22 octobre 2013 à Québec
La marche sous une petite pluie a commencée par l’intervention de Nancy Roy qui a rappelé l’histoire d’un de ses amis décédé en silence sur un stationnement à Québec. C’est pourquoi cette marche fut silencieuse, pour rappeler tous les gens qui meurent en silence pourtant sur nos rues et que la société et le politique ne veulent pas voir, ni vouloir réellement aider. Près de 70 personnes étaient présentes pour cette marche contre la répression des personnes marginalisées, initiée par Nancy Roy et appuyée par sept organismes d'aide de Québec.
« L'objectif est de faire cesser la répression policière pour la remplacer par des services adaptés à la réalité des personnes marginalisées », explique Sébastien Harvey de la Ligue des droits et libertés, section Québec.
Des amendes répressives à l'égard des personnes marginalisées
Des personnes itinérantes reçoivent des milliers de dollars d'amende pour flânage. « Une personne itinérante, n'est-ce pas normal qu'elle soit assise sur un banc de parc ? », demande M. Harvey de la Ligue. En plus des personnes itinérantes, ce sont diverses personnes marginalisées qui reçoivent des amendes. Le fait que ces amendes ne sont presque jamais émises contre les personnes n'ayant pas l'air marginales, amènent de nombreux mouvements sociaux à dénoncer ce qu'ils qualifient de profilage social. Cet état de fait a été confirmé par des recherches invoquées par la Commission des droits de la personne et de la jeunesse et dénoncé par le Barreau du Québec.

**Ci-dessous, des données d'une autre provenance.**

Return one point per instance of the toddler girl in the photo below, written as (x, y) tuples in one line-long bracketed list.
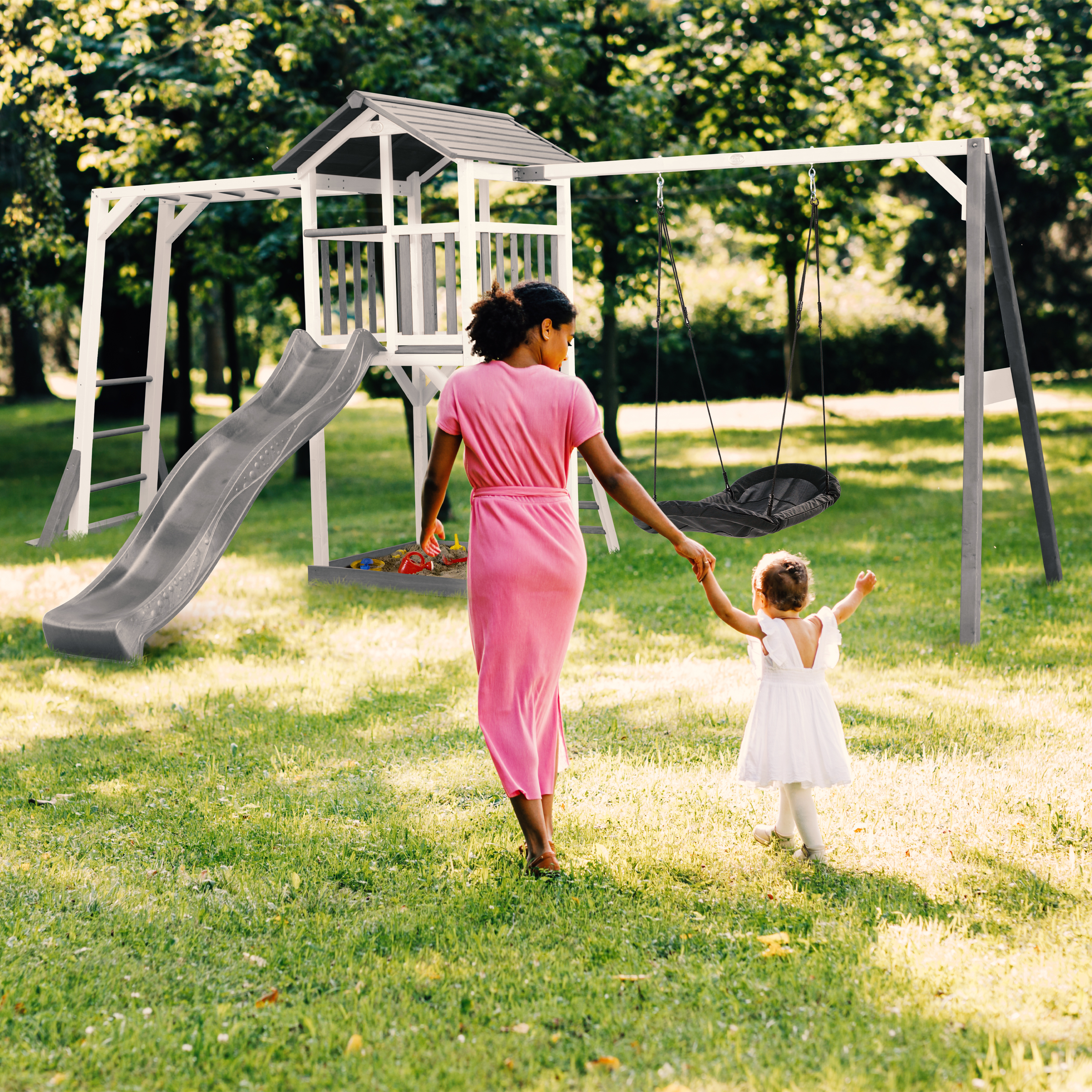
[(794, 735)]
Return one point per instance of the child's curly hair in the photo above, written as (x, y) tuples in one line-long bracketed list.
[(784, 579), (502, 319)]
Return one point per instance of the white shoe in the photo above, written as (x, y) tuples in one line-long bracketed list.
[(766, 836)]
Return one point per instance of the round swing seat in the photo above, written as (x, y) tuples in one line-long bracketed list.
[(744, 511)]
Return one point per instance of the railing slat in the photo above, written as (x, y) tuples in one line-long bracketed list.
[(373, 321), (430, 309), (404, 294), (342, 293), (449, 281), (325, 265), (357, 301)]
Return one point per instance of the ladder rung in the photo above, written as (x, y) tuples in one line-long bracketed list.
[(122, 383), (128, 481), (119, 432)]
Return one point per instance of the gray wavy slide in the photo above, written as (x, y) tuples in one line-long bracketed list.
[(193, 518)]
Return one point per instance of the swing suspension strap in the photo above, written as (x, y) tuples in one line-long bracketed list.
[(662, 238), (813, 234)]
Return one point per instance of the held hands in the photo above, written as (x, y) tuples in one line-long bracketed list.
[(428, 539), (700, 559), (866, 581)]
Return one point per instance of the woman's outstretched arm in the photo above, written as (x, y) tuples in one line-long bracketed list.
[(630, 494), (445, 449)]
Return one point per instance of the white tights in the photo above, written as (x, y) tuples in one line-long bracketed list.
[(798, 812)]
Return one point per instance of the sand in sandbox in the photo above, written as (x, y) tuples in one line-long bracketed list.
[(439, 569)]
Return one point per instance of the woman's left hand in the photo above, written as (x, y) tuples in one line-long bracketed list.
[(428, 539), (700, 559)]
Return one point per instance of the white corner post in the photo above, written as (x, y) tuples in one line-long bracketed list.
[(970, 613), (468, 248), (313, 324), (157, 352), (88, 369), (563, 279)]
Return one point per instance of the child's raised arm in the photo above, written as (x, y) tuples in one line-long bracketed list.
[(866, 581), (723, 609)]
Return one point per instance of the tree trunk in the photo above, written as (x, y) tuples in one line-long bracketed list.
[(184, 355), (609, 347), (232, 345), (794, 381), (28, 375)]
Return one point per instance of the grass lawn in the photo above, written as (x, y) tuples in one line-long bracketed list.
[(280, 858)]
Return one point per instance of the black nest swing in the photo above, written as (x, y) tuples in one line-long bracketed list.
[(775, 497)]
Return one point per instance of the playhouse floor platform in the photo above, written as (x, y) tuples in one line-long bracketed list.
[(339, 573)]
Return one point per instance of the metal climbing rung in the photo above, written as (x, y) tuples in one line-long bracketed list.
[(601, 505)]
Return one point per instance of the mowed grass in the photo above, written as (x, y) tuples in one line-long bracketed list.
[(280, 859)]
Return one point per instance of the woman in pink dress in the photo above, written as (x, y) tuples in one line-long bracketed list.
[(521, 419)]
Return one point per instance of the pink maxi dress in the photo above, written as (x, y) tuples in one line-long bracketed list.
[(527, 555)]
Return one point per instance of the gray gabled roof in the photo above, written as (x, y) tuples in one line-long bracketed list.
[(434, 131)]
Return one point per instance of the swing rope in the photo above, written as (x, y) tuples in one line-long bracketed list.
[(664, 236), (813, 233)]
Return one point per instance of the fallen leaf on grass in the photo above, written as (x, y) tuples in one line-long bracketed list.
[(608, 1062)]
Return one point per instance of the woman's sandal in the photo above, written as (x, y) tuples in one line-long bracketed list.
[(546, 862)]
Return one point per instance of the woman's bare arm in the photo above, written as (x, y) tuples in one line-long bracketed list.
[(445, 449), (723, 609), (621, 484)]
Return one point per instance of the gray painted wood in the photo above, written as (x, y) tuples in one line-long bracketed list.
[(373, 319), (325, 266), (1021, 377), (449, 282), (64, 500), (970, 612), (430, 312), (342, 297), (357, 298)]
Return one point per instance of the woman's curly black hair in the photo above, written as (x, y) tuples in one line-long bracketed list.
[(502, 319)]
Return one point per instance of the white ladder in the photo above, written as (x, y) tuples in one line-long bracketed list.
[(601, 505)]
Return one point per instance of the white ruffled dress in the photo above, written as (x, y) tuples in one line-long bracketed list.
[(794, 733)]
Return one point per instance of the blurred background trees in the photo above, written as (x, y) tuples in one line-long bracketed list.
[(135, 91)]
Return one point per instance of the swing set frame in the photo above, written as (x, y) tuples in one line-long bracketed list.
[(983, 213)]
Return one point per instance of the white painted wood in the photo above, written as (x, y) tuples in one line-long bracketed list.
[(469, 278), (946, 177), (157, 352), (420, 447), (118, 215), (997, 387), (416, 276), (734, 161), (390, 274), (191, 210), (87, 374)]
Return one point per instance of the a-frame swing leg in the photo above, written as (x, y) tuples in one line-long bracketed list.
[(1021, 377), (974, 350)]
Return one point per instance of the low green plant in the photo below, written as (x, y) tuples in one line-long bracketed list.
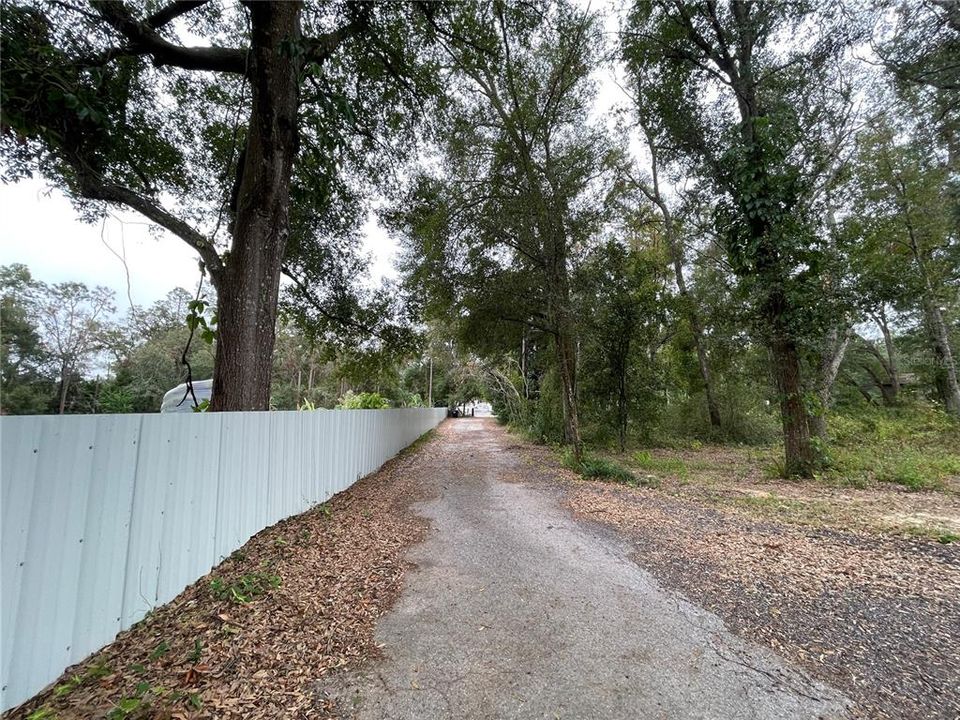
[(128, 705), (599, 468), (162, 648), (94, 672), (194, 655), (42, 713), (244, 589), (644, 460), (362, 401)]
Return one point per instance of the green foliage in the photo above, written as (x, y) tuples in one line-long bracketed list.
[(42, 713), (244, 588), (593, 467), (162, 648), (916, 446), (671, 466), (362, 401)]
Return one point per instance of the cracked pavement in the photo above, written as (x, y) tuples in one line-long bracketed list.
[(513, 609)]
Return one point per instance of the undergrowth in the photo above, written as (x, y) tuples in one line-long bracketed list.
[(594, 467), (915, 446)]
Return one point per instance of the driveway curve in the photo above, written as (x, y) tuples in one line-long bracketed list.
[(513, 609)]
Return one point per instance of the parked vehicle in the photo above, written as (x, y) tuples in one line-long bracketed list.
[(181, 400)]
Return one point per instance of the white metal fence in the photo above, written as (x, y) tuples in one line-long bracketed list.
[(107, 516)]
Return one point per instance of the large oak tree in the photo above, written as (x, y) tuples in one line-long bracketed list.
[(207, 118)]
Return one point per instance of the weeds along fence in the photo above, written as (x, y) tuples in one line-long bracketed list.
[(107, 516)]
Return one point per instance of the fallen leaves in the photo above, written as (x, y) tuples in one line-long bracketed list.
[(256, 637)]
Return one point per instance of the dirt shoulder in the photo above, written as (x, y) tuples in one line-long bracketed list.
[(738, 479), (875, 614), (254, 637)]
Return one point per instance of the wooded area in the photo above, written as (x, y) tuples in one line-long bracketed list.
[(761, 233)]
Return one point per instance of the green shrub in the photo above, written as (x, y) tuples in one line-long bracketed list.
[(245, 588), (915, 446), (362, 401), (598, 468), (672, 466)]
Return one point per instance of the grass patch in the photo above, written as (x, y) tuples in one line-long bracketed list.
[(669, 466), (245, 588), (917, 447), (593, 467), (804, 512), (418, 443)]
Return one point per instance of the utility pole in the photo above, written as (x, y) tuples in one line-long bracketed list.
[(430, 385)]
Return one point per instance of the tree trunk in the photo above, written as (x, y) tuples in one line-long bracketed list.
[(799, 454), (64, 385), (947, 386), (567, 365), (622, 407), (248, 285), (891, 365), (830, 358)]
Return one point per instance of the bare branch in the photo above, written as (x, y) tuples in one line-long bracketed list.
[(143, 39)]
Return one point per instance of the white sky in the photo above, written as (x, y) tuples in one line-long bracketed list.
[(39, 228)]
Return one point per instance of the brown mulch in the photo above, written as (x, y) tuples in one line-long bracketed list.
[(335, 568), (875, 616)]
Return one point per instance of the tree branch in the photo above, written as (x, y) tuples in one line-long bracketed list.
[(172, 11), (94, 189), (143, 39)]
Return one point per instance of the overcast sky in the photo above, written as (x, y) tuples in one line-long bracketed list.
[(39, 228)]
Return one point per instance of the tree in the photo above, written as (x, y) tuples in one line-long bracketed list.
[(907, 240), (108, 103), (652, 188), (621, 310), (519, 187), (74, 325), (754, 118), (25, 389)]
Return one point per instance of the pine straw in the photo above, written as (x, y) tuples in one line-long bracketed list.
[(340, 567), (878, 617)]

Plusieurs règlements municipaux permettent à la police un large éventail d'amendes. Les amendes les plus utilisées sont celles pour flânage et contre le fait de dormir sur un banc de parc. De nouveaux articles ont été adoptés en 2012 par le maire Labeaume. Les personnes itinérantes peuvent facilement recevoir des amendes en vertu de ces nouveaux articles « sur la paix et le bon ordre » qui interdissent de se créer un abri de fortune, d'être dans un parc après 23 h et même « d’être présent à un attroupement sur le domaine public entre 23 heures et 5 heures ». Le nouveau règlement interdit aussi toute manifestation spontanée sur un trottoir ou sur un parc sans d'abord aviser le SPVQ du rassemblement. De nombreux organismes à Québec ont dénoncé ce règlement et jugent qu'il sera appliqué exclusivement contre des personnes marginalisées, mais aussi à l'encontre de manifestations moins appréciées par la Ville.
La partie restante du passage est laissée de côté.